6 - Epilogue: Romanticism and the idea of literature
Published online by Cambridge University Press: 08 February 2010
Summary
In its 1825 attack on Brougham and the SDUK, Blackwood's had staked out the ideological ground on which Southey would promote and the Quarterly Review defend the provision of imaginative literature for the “humbler classes.” Arguing that laborers are already possessed of a good deal of useful knowledge, not to be confused with book learning, the reviewer for Blackwood's finds instead “moral education” wanting among the working classes, a study which should precede useful or merely “professional” knowledge and which Brougham's proposals sadly lack. He particularly recommends the reading of novels, valued for their ability to “implant good feelings” while beguiling the reader with “fascinating” narratives.
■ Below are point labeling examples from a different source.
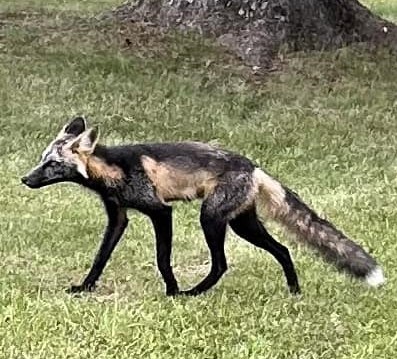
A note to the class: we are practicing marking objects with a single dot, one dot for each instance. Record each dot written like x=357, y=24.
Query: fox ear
x=86, y=141
x=75, y=127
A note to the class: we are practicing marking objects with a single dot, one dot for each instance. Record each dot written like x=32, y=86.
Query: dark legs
x=248, y=226
x=162, y=223
x=117, y=222
x=214, y=229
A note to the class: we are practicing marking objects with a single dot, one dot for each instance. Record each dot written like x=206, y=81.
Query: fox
x=234, y=193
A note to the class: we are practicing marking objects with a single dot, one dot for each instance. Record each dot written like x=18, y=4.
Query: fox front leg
x=162, y=224
x=117, y=222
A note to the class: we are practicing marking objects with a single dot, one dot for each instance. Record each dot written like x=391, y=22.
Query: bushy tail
x=285, y=206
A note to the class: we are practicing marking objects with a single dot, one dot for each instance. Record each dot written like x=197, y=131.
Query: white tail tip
x=375, y=278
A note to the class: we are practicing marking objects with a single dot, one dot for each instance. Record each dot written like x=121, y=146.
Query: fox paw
x=75, y=289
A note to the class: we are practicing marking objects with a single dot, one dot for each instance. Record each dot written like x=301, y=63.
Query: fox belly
x=175, y=183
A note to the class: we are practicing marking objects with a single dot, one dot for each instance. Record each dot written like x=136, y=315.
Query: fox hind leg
x=248, y=226
x=216, y=211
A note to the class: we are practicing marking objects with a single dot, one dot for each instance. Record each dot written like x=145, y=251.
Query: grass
x=325, y=126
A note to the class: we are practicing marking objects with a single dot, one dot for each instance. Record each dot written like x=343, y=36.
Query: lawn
x=325, y=126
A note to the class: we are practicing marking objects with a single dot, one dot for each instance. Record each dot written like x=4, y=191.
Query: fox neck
x=101, y=174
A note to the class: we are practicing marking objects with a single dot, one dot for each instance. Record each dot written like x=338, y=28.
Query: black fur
x=136, y=191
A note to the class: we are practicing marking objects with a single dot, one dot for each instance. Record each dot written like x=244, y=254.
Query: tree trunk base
x=255, y=30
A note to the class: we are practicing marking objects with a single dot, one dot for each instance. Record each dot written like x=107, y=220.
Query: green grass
x=325, y=126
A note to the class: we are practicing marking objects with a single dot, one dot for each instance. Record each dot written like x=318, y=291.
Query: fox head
x=65, y=158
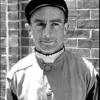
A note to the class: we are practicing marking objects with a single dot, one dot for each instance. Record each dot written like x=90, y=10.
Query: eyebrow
x=54, y=20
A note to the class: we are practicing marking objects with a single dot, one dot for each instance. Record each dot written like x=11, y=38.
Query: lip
x=47, y=45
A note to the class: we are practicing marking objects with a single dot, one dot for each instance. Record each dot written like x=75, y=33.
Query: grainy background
x=82, y=36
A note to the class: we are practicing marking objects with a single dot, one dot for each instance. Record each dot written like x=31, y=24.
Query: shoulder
x=22, y=64
x=81, y=63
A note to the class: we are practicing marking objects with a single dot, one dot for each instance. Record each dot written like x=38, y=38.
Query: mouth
x=47, y=45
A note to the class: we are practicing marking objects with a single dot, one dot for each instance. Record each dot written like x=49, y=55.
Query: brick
x=25, y=41
x=14, y=33
x=23, y=15
x=2, y=16
x=77, y=34
x=2, y=98
x=95, y=44
x=80, y=52
x=71, y=4
x=3, y=67
x=84, y=43
x=25, y=50
x=88, y=24
x=24, y=33
x=13, y=7
x=3, y=33
x=13, y=25
x=95, y=62
x=70, y=43
x=2, y=75
x=95, y=14
x=3, y=60
x=2, y=7
x=72, y=14
x=13, y=51
x=3, y=42
x=2, y=1
x=13, y=16
x=83, y=14
x=95, y=35
x=23, y=22
x=72, y=24
x=92, y=4
x=3, y=25
x=13, y=59
x=95, y=53
x=12, y=1
x=22, y=6
x=3, y=50
x=2, y=84
x=13, y=41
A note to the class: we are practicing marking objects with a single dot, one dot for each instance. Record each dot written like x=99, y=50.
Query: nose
x=47, y=31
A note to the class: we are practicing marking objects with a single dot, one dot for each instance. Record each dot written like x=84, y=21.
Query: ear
x=28, y=28
x=66, y=28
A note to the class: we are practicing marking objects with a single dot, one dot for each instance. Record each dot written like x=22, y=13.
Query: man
x=50, y=72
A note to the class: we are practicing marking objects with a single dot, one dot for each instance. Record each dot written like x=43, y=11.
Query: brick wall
x=82, y=36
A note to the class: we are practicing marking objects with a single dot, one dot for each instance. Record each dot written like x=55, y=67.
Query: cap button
x=47, y=68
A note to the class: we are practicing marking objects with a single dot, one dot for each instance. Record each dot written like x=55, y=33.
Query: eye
x=40, y=24
x=55, y=24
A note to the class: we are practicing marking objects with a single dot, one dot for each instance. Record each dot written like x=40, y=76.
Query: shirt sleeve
x=91, y=81
x=11, y=89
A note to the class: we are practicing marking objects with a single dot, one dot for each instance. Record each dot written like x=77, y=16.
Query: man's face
x=47, y=27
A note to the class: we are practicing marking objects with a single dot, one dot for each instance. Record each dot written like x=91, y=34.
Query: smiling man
x=50, y=72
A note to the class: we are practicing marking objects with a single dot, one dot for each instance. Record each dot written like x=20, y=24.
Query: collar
x=49, y=58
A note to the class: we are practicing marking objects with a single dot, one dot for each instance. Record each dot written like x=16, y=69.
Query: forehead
x=48, y=13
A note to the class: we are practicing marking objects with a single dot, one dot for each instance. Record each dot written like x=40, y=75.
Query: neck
x=49, y=58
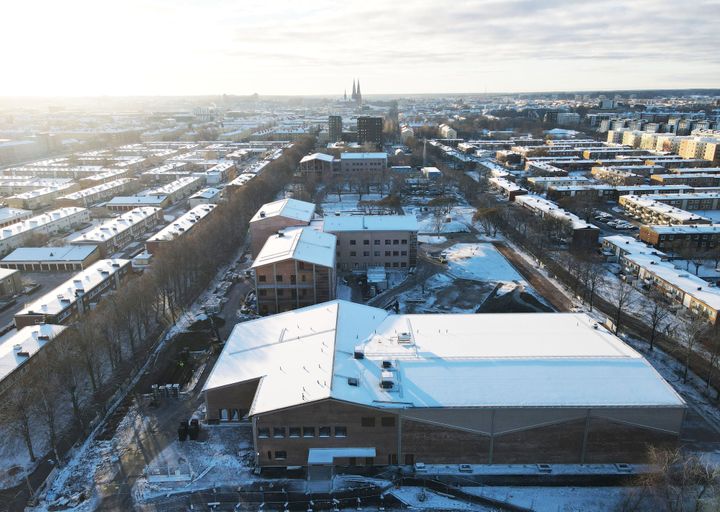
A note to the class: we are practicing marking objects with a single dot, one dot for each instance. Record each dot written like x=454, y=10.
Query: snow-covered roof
x=182, y=224
x=489, y=360
x=362, y=156
x=338, y=223
x=65, y=253
x=317, y=156
x=298, y=243
x=290, y=208
x=21, y=345
x=84, y=282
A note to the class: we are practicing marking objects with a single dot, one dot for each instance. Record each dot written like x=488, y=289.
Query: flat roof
x=182, y=224
x=63, y=296
x=362, y=156
x=288, y=207
x=436, y=360
x=19, y=346
x=339, y=223
x=65, y=253
x=298, y=243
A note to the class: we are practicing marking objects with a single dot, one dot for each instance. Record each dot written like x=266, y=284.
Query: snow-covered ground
x=346, y=202
x=481, y=262
x=554, y=499
x=430, y=239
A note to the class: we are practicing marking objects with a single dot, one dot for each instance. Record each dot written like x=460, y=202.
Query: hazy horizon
x=82, y=48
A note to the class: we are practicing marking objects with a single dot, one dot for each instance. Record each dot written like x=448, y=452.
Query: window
x=367, y=421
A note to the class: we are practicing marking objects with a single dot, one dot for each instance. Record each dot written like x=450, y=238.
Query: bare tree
x=690, y=334
x=623, y=300
x=657, y=312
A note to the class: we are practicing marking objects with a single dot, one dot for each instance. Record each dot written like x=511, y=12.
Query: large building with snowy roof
x=295, y=268
x=277, y=215
x=365, y=241
x=364, y=387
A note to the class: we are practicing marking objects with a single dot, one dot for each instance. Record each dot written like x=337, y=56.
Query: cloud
x=290, y=47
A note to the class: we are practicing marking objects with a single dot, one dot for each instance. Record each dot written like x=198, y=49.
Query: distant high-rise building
x=356, y=94
x=335, y=128
x=370, y=130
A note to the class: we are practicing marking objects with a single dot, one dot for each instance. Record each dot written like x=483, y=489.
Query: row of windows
x=377, y=253
x=262, y=278
x=377, y=242
x=298, y=432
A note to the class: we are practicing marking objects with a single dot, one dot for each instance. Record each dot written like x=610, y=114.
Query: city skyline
x=85, y=49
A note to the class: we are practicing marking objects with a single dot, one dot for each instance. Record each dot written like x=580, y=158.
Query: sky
x=317, y=47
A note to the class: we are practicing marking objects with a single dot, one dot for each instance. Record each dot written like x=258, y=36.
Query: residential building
x=76, y=296
x=116, y=233
x=675, y=238
x=179, y=227
x=344, y=384
x=272, y=217
x=295, y=268
x=365, y=241
x=335, y=128
x=62, y=219
x=362, y=162
x=51, y=259
x=370, y=130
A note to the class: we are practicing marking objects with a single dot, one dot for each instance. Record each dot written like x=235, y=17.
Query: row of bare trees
x=68, y=385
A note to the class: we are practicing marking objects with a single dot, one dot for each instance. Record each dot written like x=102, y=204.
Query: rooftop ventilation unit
x=387, y=380
x=404, y=337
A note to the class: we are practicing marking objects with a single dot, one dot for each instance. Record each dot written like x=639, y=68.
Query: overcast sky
x=188, y=47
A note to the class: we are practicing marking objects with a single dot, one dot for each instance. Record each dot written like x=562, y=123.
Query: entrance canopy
x=327, y=455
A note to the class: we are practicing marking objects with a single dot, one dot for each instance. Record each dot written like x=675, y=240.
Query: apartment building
x=51, y=259
x=700, y=237
x=295, y=268
x=364, y=241
x=116, y=233
x=362, y=162
x=344, y=384
x=62, y=219
x=651, y=211
x=74, y=297
x=179, y=227
x=272, y=217
x=102, y=192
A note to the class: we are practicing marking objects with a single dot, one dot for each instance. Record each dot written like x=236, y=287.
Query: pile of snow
x=480, y=262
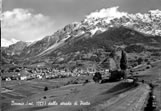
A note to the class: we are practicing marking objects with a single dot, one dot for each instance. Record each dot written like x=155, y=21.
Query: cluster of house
x=43, y=73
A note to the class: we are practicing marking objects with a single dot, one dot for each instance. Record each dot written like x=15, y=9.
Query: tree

Much as the novel had been rehabilitated as a moral form appropriate for young middle-class women, it is now singled out for another group innocent of Classical learning and lacking in direct “knowledge of the principles … habits, and character of good society.” The reviewer means to endorse only, of course, those “good novels” – chosen by the “better classes” who must wield vigilant control over their dissemination – designed to make readers “intelligent, well-principled, moral, and respectable” (548, 550–51). The rival program of the “Fox and Bentham schools” is calculated to “dissolve the bonds between the poor and the rich” and will render working men “slaves of the worst kind of faction” (549); the remedy is sought in the best kind of fiction.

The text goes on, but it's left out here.